The crying shame of this whole story is that Microsoft has given up on Windows security. They have no internal expertise to solve this problem among their 60,000-plus employees, and they apparently have no interest in looking outside for help. I know any number of experts who could give Microsoft some very good guidance on what is needed to fix and secure Windows. There are very good developers Microsoft could call upon to help them. But no, their answer is to rebuild your system every few days and start over. Will Vista be any better?

I don't think so.
The killer to Microsoft's security efforts is the proliferation of stealthed root kits that virtualize the environment Windows runs in, literally hiding beneath the operating system. They're nearly impossible to detect, let alone remove. It's no wonder that Microsoft is now saying just to reformat and reinstall.

And the insecurity of Microsoft Windows goes hand-in-hand with the design of the PC. The PC was initially meant to be open, just like the Apple II the original PC was competing against.
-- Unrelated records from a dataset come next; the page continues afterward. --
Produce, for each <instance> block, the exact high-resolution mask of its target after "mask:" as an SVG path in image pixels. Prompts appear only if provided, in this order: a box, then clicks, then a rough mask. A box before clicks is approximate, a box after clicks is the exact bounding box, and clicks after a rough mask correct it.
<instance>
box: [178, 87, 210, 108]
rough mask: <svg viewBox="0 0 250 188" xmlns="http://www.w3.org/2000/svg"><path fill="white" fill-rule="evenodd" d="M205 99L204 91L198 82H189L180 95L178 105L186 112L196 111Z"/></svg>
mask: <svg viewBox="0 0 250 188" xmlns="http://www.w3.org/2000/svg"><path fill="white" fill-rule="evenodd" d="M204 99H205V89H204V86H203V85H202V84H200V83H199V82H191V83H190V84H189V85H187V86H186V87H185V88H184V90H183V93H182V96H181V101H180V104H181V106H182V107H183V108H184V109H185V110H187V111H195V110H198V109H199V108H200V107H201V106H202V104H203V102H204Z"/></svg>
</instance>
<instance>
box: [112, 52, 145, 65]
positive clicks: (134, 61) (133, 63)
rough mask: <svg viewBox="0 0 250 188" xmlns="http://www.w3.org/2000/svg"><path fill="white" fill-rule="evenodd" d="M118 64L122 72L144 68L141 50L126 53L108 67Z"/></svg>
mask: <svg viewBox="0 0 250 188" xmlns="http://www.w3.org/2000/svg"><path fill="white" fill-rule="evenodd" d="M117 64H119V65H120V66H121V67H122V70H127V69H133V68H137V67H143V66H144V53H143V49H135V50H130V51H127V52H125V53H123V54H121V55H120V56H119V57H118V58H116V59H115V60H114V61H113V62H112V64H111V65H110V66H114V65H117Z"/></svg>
Over time the hardware has stayed open, and thus insecure. Any attempt to provide hardware lockdowns has resulted in accusations that the Big Corporations what to lock down Your Personal Computer for their nefarious (and profitable) ends. Everything from Intel's unique hardware ID on the Pentium III to Microsoft's Palladium to current TPM hardware chips. Until there is strong security support in the hardware (and I don't mean user vs. supervisor mode) there won't be strong security in the operating system. The only company that could pull it off would be Apple. I hope they do. That will drive even more people to the Mac platform, and put greater pressure on the rest of the hardware vendors to clean up their act. Apple has the greatest chance for succeeding because they design both hardware and software.